AIDS'in 3 yolla bulaştığını belirten Kasapoğlu, "Cinsel ilişki yoluyla bulaşma en önemli bulaş yoludur. Bulaş için AIDS hastası veya HIV enfekte kişi ile yapılan tek bir cinsel temas yeterli olabilmektedir. Kadın-erkek arasındaki heteroseksüel ilişkilerde ve iki erkek ya da iki kadın arasındaki homoseksüel ilişkilerde bulaşabilir. Rektal ilişki ve cinsel yolla bulaşan diğer hastalıklar HIV enfeksiyonu bulaşma riskini arttırmaktadır. Birden fazla partneri olmak, eşcinsellik, hayatını fuhuşla kazanmak, iyi
tanımadığı kişilerle cinsel ilişkiye girmek cinsel bulaşma açısından riskli davranışlardır. Kan yoluyla; HIV ile enfekte kan ve kan ürünleri, organ nakli, kanla bulaşık delici ve kesici aletlerin kullanımı jilet, tıraş bıçağı, ustura, manikür, pedikür aletleri, kulak delme, piercing, dövme, tattoaj, akupunktur, sterilize edilmemiş enjektör ve diğer cerrahi aletler ile bulaşabilir. Uyuşturucu madde kullananlar ortak enjektör kullanımı nedeniyle HIV riski taşırlar. Anneden bebeğe bulaş HIV ile enfekte gebe,
hamilelik sırasında plasenta yoluyla, doğum sırasında vajinal sıvılarla ve doğumdan sonra anne sütüyle bebeğe enfeksiyonu bulaştırabilir" dedi.
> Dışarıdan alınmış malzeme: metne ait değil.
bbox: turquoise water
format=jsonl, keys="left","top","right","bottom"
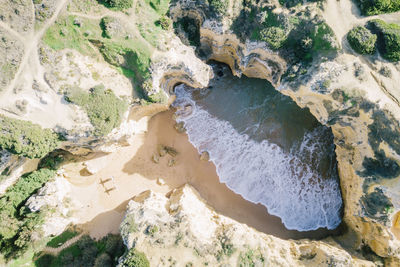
{"left": 173, "top": 64, "right": 342, "bottom": 231}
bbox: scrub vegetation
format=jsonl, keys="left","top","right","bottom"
{"left": 64, "top": 85, "right": 128, "bottom": 136}
{"left": 101, "top": 0, "right": 133, "bottom": 10}
{"left": 368, "top": 19, "right": 400, "bottom": 61}
{"left": 347, "top": 26, "right": 377, "bottom": 54}
{"left": 44, "top": 0, "right": 172, "bottom": 100}
{"left": 34, "top": 233, "right": 125, "bottom": 267}
{"left": 0, "top": 115, "right": 60, "bottom": 159}
{"left": 0, "top": 168, "right": 56, "bottom": 259}
{"left": 119, "top": 248, "right": 150, "bottom": 267}
{"left": 232, "top": 4, "right": 338, "bottom": 64}
{"left": 354, "top": 0, "right": 400, "bottom": 15}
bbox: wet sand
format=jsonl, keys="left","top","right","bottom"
{"left": 67, "top": 108, "right": 343, "bottom": 240}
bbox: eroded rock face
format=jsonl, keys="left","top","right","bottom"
{"left": 167, "top": 0, "right": 400, "bottom": 263}
{"left": 25, "top": 172, "right": 79, "bottom": 237}
{"left": 119, "top": 185, "right": 372, "bottom": 266}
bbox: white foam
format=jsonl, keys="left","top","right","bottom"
{"left": 173, "top": 85, "right": 342, "bottom": 231}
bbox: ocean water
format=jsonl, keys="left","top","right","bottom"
{"left": 172, "top": 64, "right": 342, "bottom": 231}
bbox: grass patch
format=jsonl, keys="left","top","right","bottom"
{"left": 43, "top": 15, "right": 102, "bottom": 56}
{"left": 134, "top": 0, "right": 171, "bottom": 47}
{"left": 46, "top": 230, "right": 79, "bottom": 248}
{"left": 65, "top": 85, "right": 128, "bottom": 136}
{"left": 0, "top": 115, "right": 60, "bottom": 159}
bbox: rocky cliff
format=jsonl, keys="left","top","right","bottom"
{"left": 1, "top": 0, "right": 400, "bottom": 265}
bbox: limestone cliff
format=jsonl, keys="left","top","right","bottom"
{"left": 119, "top": 185, "right": 373, "bottom": 266}
{"left": 166, "top": 0, "right": 400, "bottom": 264}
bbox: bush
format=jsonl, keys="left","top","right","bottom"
{"left": 159, "top": 15, "right": 172, "bottom": 30}
{"left": 369, "top": 19, "right": 400, "bottom": 61}
{"left": 120, "top": 249, "right": 150, "bottom": 267}
{"left": 209, "top": 0, "right": 228, "bottom": 17}
{"left": 259, "top": 27, "right": 287, "bottom": 50}
{"left": 65, "top": 85, "right": 128, "bottom": 136}
{"left": 0, "top": 116, "right": 60, "bottom": 158}
{"left": 347, "top": 26, "right": 377, "bottom": 54}
{"left": 355, "top": 0, "right": 400, "bottom": 15}
{"left": 103, "top": 0, "right": 133, "bottom": 10}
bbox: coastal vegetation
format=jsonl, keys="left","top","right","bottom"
{"left": 354, "top": 0, "right": 400, "bottom": 15}
{"left": 101, "top": 0, "right": 133, "bottom": 10}
{"left": 0, "top": 168, "right": 56, "bottom": 259}
{"left": 232, "top": 5, "right": 338, "bottom": 63}
{"left": 64, "top": 85, "right": 128, "bottom": 136}
{"left": 0, "top": 115, "right": 60, "bottom": 159}
{"left": 347, "top": 26, "right": 377, "bottom": 54}
{"left": 119, "top": 248, "right": 150, "bottom": 267}
{"left": 34, "top": 233, "right": 125, "bottom": 267}
{"left": 368, "top": 19, "right": 400, "bottom": 61}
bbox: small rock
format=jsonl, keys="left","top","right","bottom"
{"left": 157, "top": 144, "right": 167, "bottom": 157}
{"left": 73, "top": 18, "right": 82, "bottom": 27}
{"left": 174, "top": 121, "right": 186, "bottom": 133}
{"left": 157, "top": 178, "right": 166, "bottom": 185}
{"left": 200, "top": 151, "right": 209, "bottom": 161}
{"left": 168, "top": 158, "right": 176, "bottom": 167}
{"left": 152, "top": 154, "right": 160, "bottom": 163}
{"left": 165, "top": 146, "right": 178, "bottom": 157}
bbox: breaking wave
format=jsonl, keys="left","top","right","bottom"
{"left": 173, "top": 83, "right": 342, "bottom": 231}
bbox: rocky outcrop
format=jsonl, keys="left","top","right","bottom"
{"left": 168, "top": 0, "right": 400, "bottom": 263}
{"left": 119, "top": 185, "right": 373, "bottom": 266}
{"left": 25, "top": 171, "right": 79, "bottom": 237}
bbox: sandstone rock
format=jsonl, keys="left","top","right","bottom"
{"left": 119, "top": 185, "right": 371, "bottom": 266}
{"left": 174, "top": 121, "right": 186, "bottom": 133}
{"left": 200, "top": 151, "right": 209, "bottom": 161}
{"left": 167, "top": 158, "right": 176, "bottom": 167}
{"left": 152, "top": 154, "right": 160, "bottom": 163}
{"left": 157, "top": 178, "right": 166, "bottom": 185}
{"left": 157, "top": 144, "right": 167, "bottom": 157}
{"left": 165, "top": 146, "right": 178, "bottom": 157}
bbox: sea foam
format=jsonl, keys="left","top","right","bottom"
{"left": 173, "top": 84, "right": 342, "bottom": 231}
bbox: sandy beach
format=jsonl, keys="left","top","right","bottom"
{"left": 63, "top": 108, "right": 342, "bottom": 240}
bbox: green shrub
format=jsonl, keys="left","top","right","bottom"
{"left": 369, "top": 19, "right": 400, "bottom": 61}
{"left": 159, "top": 15, "right": 172, "bottom": 30}
{"left": 259, "top": 27, "right": 287, "bottom": 50}
{"left": 65, "top": 85, "right": 128, "bottom": 136}
{"left": 355, "top": 0, "right": 400, "bottom": 15}
{"left": 209, "top": 0, "right": 228, "bottom": 17}
{"left": 103, "top": 0, "right": 133, "bottom": 10}
{"left": 0, "top": 116, "right": 60, "bottom": 159}
{"left": 347, "top": 25, "right": 377, "bottom": 54}
{"left": 120, "top": 249, "right": 150, "bottom": 267}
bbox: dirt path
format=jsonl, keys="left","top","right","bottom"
{"left": 323, "top": 0, "right": 400, "bottom": 42}
{"left": 0, "top": 21, "right": 25, "bottom": 43}
{"left": 0, "top": 0, "right": 68, "bottom": 99}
"AIDS'in kesin tedavisi yoktur" diyen Kasapoğlu, AIDS'ten korunma yolları hakkında şu bilgileri verdi: "Bugün için AZT (Azidothymidine = Retrovir = Zidovudine) isimli antiviral ilaç kullanımı ile yalnızca hastalık belirtilerinin ortaya çıkışı geciktirilmektedir. İlerleyen hastalık ölümle sonuçlanmaktadır. Henüz AIDS'ten koruyucu bir aşı bulunamamıştır. Cinsel yolla bulaşmayı önlemek için cinsel ilişki sırasında kondom kullanmak, tek eşlilik, riskli gruplarla cinsel ilişkiden kaçınmak, alkol, uyuşturucu
ve benzeri kullanımının cinsel eş seçmede ve gerekli önlemleri almada doğru karar vermeyi önleyebileceği unutulmamalıdır. Kan ve kan ürünleri naklinde kontrolsüz kan asla kullanılmamalıdır. Ortak kullanılan enjektörler virüsün yayılmasında en yaygın yollardan biridir. Uyuşturuculardan uzak durulmalıdır. Kanla bulaşık araç-gereçlerin kullanılabileceği yerlerden sakınılmalıdır (Dövme ve kulak delme dükkanları gibi). Başkalarının iğne, şırınga ve kesici aletleri kullanılmamalıdır. Riskli davranışlar söz konusu
ise gebe kalmadan önce test yaptırıp, HIV'in negatif olduğuna emin olunmalıdır."
Kasapoğlu, şüpheli durumlarda mutlaka kan testi yaptırılmasının bulaşma ve tedavi sürecinde çok önemli olduğunu da sözlerine ekledi.